La forêt de Zillisheim est un des plus vastes massifs boisés du Sundgau. Elle couvre une région accidentée de collines calcaires et est traversée de pistes si nombreuses que la carte qui ne les mentionne pas toutes peut égarer le lecteur. Bien des forêts sans doute, présentent ces caractères. Mais la forêt de Zillisheim n'est pas une forêt comme les autres. Elle renferme un secret. En effet, celui qui, en l'an 1916, aurait eu la bonne fortune d'en atteindre la lisière, l'aurait trouvée entourée de barbelés, il aurait vu des pistolets braqués sur lui, et il serait revenu sans oser dire un mot.
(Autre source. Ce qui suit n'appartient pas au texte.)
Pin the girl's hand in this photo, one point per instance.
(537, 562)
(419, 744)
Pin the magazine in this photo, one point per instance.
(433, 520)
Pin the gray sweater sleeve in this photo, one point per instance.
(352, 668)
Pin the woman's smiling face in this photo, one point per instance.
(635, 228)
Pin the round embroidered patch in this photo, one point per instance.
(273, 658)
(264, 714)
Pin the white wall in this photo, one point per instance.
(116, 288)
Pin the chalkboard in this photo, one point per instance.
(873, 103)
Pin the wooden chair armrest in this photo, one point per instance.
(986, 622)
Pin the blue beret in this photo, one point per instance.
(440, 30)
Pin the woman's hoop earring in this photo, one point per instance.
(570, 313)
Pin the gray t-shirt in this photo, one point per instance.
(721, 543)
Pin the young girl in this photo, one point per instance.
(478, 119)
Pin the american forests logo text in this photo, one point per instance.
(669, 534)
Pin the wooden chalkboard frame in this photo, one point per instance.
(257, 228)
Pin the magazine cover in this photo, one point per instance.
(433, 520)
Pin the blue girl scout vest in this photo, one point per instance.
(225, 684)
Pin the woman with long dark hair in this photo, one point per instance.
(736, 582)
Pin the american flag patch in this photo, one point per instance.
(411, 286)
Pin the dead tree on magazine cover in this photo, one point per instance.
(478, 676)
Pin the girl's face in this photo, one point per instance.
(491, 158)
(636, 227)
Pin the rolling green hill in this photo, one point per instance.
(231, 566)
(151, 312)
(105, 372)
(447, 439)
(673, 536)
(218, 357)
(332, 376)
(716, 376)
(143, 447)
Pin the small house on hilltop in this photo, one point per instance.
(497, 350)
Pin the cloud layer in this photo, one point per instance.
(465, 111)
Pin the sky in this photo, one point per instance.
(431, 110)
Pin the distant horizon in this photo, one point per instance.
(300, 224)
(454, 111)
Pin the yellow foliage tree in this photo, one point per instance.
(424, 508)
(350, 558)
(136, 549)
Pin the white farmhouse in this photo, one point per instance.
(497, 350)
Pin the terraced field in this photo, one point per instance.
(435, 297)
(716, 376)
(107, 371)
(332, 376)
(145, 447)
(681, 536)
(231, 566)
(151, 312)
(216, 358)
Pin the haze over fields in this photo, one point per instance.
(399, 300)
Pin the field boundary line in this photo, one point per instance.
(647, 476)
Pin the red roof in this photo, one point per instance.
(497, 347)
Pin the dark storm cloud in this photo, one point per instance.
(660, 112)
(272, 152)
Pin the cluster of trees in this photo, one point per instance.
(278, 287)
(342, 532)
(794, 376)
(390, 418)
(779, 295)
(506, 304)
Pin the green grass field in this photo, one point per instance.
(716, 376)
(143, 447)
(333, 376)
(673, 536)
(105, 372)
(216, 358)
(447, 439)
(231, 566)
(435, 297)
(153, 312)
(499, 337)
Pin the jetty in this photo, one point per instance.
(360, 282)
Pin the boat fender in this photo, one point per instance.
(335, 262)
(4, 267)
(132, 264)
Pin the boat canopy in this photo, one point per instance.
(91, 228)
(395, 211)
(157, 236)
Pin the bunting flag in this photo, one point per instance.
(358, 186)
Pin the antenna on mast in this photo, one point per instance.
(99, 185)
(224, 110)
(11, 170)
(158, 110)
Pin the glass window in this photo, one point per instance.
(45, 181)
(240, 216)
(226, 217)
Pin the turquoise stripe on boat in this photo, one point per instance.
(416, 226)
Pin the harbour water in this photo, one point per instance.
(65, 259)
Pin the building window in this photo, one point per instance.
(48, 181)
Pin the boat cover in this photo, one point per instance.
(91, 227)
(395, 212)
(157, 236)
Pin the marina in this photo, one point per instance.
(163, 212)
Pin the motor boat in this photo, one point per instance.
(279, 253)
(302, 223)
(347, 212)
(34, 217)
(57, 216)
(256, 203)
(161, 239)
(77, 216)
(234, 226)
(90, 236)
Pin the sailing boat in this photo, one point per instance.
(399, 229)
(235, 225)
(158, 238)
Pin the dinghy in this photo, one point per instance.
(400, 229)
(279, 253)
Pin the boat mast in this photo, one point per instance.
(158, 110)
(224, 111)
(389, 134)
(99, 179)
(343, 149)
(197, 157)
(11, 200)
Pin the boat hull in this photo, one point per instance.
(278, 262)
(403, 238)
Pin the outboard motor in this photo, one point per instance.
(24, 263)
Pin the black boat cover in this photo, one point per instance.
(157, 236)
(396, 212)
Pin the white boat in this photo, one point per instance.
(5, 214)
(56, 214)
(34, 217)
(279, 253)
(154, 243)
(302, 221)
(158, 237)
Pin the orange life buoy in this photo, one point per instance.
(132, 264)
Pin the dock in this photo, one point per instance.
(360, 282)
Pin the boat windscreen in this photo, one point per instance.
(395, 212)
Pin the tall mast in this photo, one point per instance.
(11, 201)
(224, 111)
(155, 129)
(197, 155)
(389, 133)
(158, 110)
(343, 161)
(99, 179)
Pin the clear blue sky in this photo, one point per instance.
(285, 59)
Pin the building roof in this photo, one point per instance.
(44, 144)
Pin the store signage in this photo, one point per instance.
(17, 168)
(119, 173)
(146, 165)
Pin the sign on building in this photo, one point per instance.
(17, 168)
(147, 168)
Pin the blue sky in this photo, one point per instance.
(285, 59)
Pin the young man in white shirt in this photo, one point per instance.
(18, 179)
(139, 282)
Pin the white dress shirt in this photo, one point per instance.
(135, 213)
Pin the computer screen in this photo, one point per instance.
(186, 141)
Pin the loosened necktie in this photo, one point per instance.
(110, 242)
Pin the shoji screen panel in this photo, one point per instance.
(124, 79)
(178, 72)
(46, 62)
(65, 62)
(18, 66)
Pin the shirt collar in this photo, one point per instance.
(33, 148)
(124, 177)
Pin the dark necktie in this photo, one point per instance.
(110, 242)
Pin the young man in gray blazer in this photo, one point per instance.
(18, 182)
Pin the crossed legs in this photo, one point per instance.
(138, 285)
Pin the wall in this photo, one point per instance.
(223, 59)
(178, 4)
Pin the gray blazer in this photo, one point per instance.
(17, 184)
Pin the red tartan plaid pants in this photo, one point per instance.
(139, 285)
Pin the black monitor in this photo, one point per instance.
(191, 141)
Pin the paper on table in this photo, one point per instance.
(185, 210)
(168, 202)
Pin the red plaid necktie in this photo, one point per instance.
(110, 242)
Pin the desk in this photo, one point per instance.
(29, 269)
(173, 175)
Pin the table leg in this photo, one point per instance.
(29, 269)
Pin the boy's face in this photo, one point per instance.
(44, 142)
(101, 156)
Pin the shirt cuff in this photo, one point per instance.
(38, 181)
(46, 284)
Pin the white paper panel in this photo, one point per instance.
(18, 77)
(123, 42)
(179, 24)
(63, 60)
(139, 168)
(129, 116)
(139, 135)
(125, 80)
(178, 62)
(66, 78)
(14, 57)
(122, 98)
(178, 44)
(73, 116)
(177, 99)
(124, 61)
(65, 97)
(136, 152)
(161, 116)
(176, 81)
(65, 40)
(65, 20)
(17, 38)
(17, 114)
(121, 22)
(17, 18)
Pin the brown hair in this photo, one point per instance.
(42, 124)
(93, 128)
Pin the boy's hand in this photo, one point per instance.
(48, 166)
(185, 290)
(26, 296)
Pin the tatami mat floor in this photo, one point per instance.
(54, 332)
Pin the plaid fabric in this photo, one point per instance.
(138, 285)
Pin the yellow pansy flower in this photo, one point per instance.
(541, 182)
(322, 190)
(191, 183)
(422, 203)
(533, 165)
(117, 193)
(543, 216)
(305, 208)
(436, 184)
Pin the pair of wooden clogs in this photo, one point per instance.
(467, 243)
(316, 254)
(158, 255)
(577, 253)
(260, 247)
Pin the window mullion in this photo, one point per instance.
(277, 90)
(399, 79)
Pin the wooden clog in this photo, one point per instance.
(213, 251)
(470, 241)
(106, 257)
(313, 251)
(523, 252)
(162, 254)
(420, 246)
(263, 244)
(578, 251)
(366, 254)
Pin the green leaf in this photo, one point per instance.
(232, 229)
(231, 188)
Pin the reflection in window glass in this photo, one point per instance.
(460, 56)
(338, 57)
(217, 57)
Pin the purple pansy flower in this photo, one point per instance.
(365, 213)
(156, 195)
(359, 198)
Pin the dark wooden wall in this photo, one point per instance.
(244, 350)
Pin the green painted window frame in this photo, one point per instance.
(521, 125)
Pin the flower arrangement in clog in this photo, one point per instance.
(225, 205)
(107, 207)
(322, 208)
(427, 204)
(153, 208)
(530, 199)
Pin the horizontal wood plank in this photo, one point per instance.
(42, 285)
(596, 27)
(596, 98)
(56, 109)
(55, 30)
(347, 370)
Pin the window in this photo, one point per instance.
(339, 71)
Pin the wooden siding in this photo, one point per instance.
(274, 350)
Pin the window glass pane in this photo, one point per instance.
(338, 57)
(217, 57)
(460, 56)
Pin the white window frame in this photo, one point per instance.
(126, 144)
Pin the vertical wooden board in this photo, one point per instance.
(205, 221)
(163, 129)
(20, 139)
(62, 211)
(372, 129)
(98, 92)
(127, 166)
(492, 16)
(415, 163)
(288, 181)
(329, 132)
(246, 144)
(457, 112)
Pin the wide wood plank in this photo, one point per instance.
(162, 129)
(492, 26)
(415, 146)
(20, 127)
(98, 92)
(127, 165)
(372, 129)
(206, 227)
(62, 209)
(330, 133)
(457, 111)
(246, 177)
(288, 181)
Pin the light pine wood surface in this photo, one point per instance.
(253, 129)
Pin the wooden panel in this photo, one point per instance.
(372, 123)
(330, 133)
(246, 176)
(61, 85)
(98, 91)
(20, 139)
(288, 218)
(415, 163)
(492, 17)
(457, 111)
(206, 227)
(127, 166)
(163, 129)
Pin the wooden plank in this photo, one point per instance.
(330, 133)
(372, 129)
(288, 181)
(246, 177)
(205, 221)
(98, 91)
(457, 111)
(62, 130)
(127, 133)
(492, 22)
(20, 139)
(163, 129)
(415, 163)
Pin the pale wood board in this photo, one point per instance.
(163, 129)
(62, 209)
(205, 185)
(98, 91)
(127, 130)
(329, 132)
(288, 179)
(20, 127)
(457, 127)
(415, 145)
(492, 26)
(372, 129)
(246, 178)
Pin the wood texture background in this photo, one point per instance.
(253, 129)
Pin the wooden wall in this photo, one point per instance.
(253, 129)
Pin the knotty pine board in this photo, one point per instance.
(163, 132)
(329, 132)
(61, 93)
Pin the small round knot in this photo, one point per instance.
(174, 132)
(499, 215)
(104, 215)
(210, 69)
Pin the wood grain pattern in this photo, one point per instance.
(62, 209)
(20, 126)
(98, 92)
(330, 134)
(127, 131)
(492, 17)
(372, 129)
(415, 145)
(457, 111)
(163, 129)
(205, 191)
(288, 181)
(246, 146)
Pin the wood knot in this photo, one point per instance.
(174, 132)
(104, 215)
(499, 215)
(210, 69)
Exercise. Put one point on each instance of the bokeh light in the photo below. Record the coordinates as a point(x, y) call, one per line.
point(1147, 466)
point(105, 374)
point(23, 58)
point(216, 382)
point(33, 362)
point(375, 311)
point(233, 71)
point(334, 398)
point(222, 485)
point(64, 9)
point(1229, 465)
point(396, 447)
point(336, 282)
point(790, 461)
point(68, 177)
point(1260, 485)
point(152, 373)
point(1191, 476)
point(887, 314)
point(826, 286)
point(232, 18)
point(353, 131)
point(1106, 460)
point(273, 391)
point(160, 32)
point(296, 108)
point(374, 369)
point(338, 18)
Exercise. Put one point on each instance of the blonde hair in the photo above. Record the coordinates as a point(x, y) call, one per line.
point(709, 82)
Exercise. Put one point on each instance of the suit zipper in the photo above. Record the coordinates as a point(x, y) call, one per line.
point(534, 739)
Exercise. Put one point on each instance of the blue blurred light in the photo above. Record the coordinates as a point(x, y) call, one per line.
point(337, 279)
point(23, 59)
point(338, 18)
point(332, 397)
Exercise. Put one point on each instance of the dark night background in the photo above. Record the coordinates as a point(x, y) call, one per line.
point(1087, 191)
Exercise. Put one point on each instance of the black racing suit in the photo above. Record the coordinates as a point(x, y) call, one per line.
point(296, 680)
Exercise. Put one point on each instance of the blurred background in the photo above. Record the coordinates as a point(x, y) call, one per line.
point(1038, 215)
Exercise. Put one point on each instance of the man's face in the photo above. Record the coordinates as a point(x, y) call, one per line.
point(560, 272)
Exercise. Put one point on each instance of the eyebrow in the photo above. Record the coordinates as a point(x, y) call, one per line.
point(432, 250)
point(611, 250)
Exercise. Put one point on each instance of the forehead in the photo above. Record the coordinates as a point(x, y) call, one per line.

Il n'est pas difficile de deviner quelles pouvaient être les raisons qui, en 1916, expliquaient des circonstances aussi étranges. On était alors en pleine guerre mondiale. Les Allemands avaient subi l'échec de la Marne et dans le Sundgau leur front s'était figé suivant une ligne à peu près nord-sud passant par Cernay et Dannemarie. Mais ils songeaient à frapper un grand coup. On sait que leur chef d'état-major, Erie von Falkenhayn, conçut alors ce calcul bizarre : attirer l'armée française sur un point qu'elle défendrait coûte que coûte puis l'anéantir là grâce à la supériorité de l'artillerie lourde allemande. Or deux endroits seulement convenaient: Belfort et Verdun. Le choix de Falkenhayn s'arrêta sur Verdun. A-t-il quand même songé à Belfort ? Ou à la nécessité d'une diversion ? Toujours est-il qu'avant mème que se produisit la concentration en face de la forteresse lorraine les Allemands préparaient l'attaque de Belfort.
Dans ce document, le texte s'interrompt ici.